I was attending as a field agent of the Investor Suffrage Movement, witnessing the sorry state of shareholder democracy. I owned shares in the Fidelity mutual fund, and my goal had been to appoint a colleague—also a field agent—as my proxy, so she could attend the meeting on my behalf. The prior week, I had called Fidelity's toll-free line and asked the friendly agent how I could do this. The call lasted 45 minutes. Most of that time, I was on hold while he desperately tried to find someone who could answer my question. Finally, he got back on the line and told me I wasn't allowed to appoint my own proxy. I could either appoint management as my proxy or attend the shareholder meeting myself. That is how I ended up in that corridor haggling with Fidelity security over a camera.

About fifteen minutes of the shareholder meeting was devoted to formalities and balloting. There actually were no ballots—just more proxy assignment cards, which Fidelity had us use as ballots. We had no choice, so legally even people who attended the meeting were forced to sign over their proxies to management. Perhaps two minutes were devoted to the management proposal. I asked the only question: "Is there any statutory limit on how low the quorum requirement can be set?" Fidelity's general counsel explained that 50% is the minimum for corporations, but the mutual fund is structured as a Massachusetts trust, for which there is no legal minimum. The balance of the meeting was devoted to the Darfur petition.

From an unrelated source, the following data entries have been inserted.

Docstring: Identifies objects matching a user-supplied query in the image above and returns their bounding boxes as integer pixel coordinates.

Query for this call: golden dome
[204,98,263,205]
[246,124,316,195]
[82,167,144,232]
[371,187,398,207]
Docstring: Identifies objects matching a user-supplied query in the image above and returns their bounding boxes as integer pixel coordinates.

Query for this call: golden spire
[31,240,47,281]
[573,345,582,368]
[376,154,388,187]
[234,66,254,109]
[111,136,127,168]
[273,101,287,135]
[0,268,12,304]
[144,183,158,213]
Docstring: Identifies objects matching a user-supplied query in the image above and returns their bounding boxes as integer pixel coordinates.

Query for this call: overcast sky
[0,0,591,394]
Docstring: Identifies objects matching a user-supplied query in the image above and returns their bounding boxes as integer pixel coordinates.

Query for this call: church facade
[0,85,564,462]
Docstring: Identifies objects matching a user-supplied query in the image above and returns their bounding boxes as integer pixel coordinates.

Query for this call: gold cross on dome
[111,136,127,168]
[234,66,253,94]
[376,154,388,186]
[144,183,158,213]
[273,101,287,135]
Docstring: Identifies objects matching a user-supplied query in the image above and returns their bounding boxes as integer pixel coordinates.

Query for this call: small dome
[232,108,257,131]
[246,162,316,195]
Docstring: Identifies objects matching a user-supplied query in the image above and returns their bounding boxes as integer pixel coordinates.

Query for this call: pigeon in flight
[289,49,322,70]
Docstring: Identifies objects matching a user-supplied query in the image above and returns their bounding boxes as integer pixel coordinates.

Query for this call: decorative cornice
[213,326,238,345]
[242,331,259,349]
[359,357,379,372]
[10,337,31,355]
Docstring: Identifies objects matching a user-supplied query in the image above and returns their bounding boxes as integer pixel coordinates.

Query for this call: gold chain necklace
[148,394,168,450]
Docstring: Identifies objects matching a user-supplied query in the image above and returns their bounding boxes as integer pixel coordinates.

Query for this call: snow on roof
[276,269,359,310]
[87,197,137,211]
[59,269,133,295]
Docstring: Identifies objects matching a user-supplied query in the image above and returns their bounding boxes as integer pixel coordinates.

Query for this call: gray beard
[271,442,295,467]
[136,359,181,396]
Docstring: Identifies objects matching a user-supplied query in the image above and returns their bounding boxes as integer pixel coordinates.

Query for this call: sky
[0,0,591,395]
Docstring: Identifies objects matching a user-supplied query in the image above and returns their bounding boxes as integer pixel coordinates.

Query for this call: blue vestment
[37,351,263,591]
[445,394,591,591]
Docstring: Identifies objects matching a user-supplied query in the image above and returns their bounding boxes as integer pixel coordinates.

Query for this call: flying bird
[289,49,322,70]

A final item on the agenda was for general fund business, but time ran out. The chair announced we would skip it. I protested, as I hadn't yet raised the issue of not being allowed to appoint my own proxy. With the chair's permission, I briefly described my experience with the agent on Fidelity's toll-free line. The general counsel apologized for the misinformation I had received and promised to talk to me after the meeting. I made the mistake of accepting this. After the meeting, he referred me to an assistant who took my e-mail address. Suspecting I might never hear from her, I pressed for her name and number. She hesitated but did surrender them. She was Margaret Carey, associate general counsel. Hopefully, she is now busily drafting procedures for Fidelity shareholders to appoint their own proxies. More likely, she has forgotten I exist. I will follow-up with her soon.